[llvm] [TableGen] Allow empty terminator in SequenceToOffsetTable (PR #119751)
Sergei Barannikov via llvm-commits
llvm-commits at lists.llvm.org
Thu Dec 12 12:02:04 PST 2024
https://github.com/s-barannikov updated https://github.com/llvm/llvm-project/pull/119751
>From 2ecc51c1f08b078dce441cfb343464044a139458 Mon Sep 17 00:00:00 2001
From: Sergei Barannikov <barannikov88 at gmail.com>
Date: Thu, 12 Dec 2024 22:15:21 +0300
Subject: [PATCH] [TableGen] Allow empty terminator in SequenceToOffsetTable
Some clients do not want to emit a terminator after each sub-sequence
(they have other means of determining the length of the sub-sequence).
This moves `Term` argument from `emit` method to the constructor
and makes it optional. It couldn't be made optional while still
on the `emit` method because if the terminator wasn't specified,
it has to be taken into account in `layout` method as well.
The fact that `layout` method was called is now recorded in a dedicated
member variable, `IsLaidOut`. `Entries != 0` can no longer be used
to reliably check if `layout` method was called because it may be zero
for a different reason: the terminator wasn't specified and all added
sequences (if any) were empty.
This reduces the size of `*LaneMaskLists` and `*SubRegIdxLists` a bit
and resolves the removed FIXME.
---
llvm/utils/TableGen/AsmWriterEmitter.cpp | 4 +-
.../TableGen/Basic/SequenceToOffsetTable.h | 47 ++++++++++++-------
llvm/utils/TableGen/DFAEmitter.cpp | 12 ++---
llvm/utils/TableGen/DXILEmitter.cpp | 4 +-
llvm/utils/TableGen/InstrInfoEmitter.cpp | 2 +-
llvm/utils/TableGen/IntrinsicEmitter.cpp | 2 +-
llvm/utils/TableGen/RegisterInfoEmitter.cpp | 29 ++++++------
7 files changed, 56 insertions(+), 44 deletions(-)

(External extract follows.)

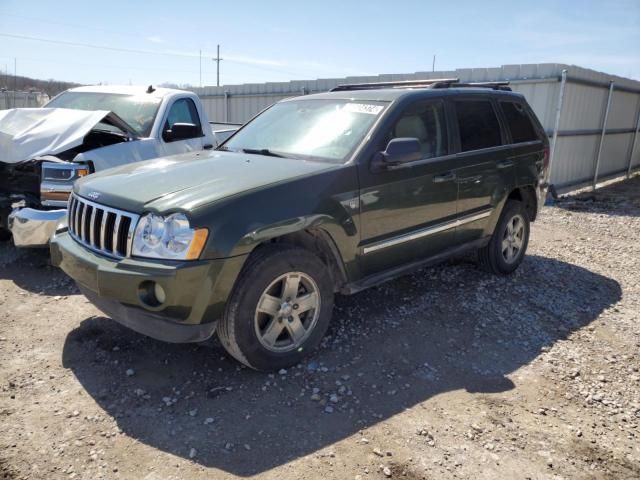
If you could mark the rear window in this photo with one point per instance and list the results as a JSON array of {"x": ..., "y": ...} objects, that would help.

diff --git a/llvm/utils/TableGen/AsmWriterEmitter.cpp b/llvm/utils/TableGen/AsmWriterEmitter.cpp
index 9880214a37368f..64cc80afd0900e 100644
--- a/llvm/utils/TableGen/AsmWriterEmitter.cpp
+++ b/llvm/utils/TableGen/AsmWriterEmitter.cpp
@@ -338,7 +338,7 @@ void AsmWriterEmitter::EmitGetMnemonic(
<< "::getMnemonic(const MCInst &MI) const {\n";
// Build an aggregate string, and build a table of offsets into it.
- SequenceToOffsetTable<std::string> StringTable;
+ SequenceToOffsetTable<std::string> StringTable(/*Terminator=*/'\0');
/// OpcodeInfo - This encodes the index of the string to use for the first
/// chunk of the output as well as indices used for operand printing.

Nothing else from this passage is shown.